Our diocesan Catholic Committee on Scouting developed an award program that leads young people through the history of the Catholic Church in America. It recounts the great story of evangelization in our country. Isaac Jogues and Jacques Marquette who preached among the Indians east of the Mississippi, Juniper Serra who preached among them in California, John Carroll—the first bishop of the United States and brother to one of the signers of the Declaration of Independence, Elizabeth Ann Seton, Prince Demetrius Gallitzin, and Edward Fenwick, all played a key role in the evangelization of the United States.

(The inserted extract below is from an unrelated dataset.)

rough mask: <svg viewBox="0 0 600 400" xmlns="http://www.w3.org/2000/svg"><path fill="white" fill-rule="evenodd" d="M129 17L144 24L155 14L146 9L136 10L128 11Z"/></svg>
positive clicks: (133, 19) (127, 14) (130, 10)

The Founders in Faith program was developed by youth, for youth—young men and women in our diocese’s Venture Crew developed the program—and it is open to Boy Scouts and Girl Scouts, as well as youth leaders and parents. The idea started while Ohio, celebrated its bicentennial and has been offered every year since 2003. We held the 2008 program in Somerset, Ohio, where the first mass in Ohio, was celebrated two hundred years ago on the Joseph Dittoe farm.
These men and women brought passion and dedication to their work of bringing the Gospel of Jesus Christ to North America—to both the American Indians and to the early settlers. Some died a martyr’s death and others died from the hardships of pioneer living, but all their stories, and those of hundreds of others, chronicle the history of the Catholic Church in America.
I encourage you to have your youth explore the history of their own Catholic communities. How was the faith brought to their state, region, diocese, or town and what are the names of those who spread it? By knowing more about the history of their local church, young people can perhaps better understand their own mission to evangelize.